Computer Graphics Forum (Eurographics), 2012
Object removal from crowded scenes by filling the spatio-temporal hole from other regions of the video where the occluded background was visible, posed as a graph-cut optimisation. Pitched at occlusions harder than previous work had attempted.
European Conference on Computer Vision (ECCV), 2012
Inpaints background revealed by removing dynamic objects from a free-moving-camera video by aligning candidate frames with piecewise planar homographies—sidestepping the full per-frame depth and pose recovery that earlier free-camera methods required.
Transactions on Graphics (SIGGRAPH Asia), 2014
Decomposes video into reflectance and illumination via a hybrid L2-Lp gradient split, fast enough (two orders of magnitude over prior tools) to support interactive refinement and lighting-aware compositing.
Transactions on Graphics (SIGGRAPH Asia), 2015
A gradient-domain post-process that stabilises any per-frame filter against flicker by borrowing temporal regularity from the unprocessed video—agnostic to what the filter actually is. Demonstrated across stylisation, intrinsic decomposition, and depth.

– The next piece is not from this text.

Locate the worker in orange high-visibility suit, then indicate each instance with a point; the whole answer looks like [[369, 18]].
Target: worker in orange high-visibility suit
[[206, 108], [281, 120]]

Pacific Graphics (Short Paper), 2016
Interactive multi-label video segmentation from multi-coloured scribbles, posed as a multicut on a supervoxel graph and solved fast enough to feel responsive. Multiple objects cut at once with consistent spatio-temporal boundaries, rather than chained binary segmentations.
Computer Graphics Forum (Eurographics), 2017
Extends the blind-consistency idea from time to time-and-space across stereo, light field, and wide-baseline rigs, and adds a filter-transfer scheme that runs the expensive filter on a small subset of frames and propagates the effect—an order-of-magnitude saving for camera-array data.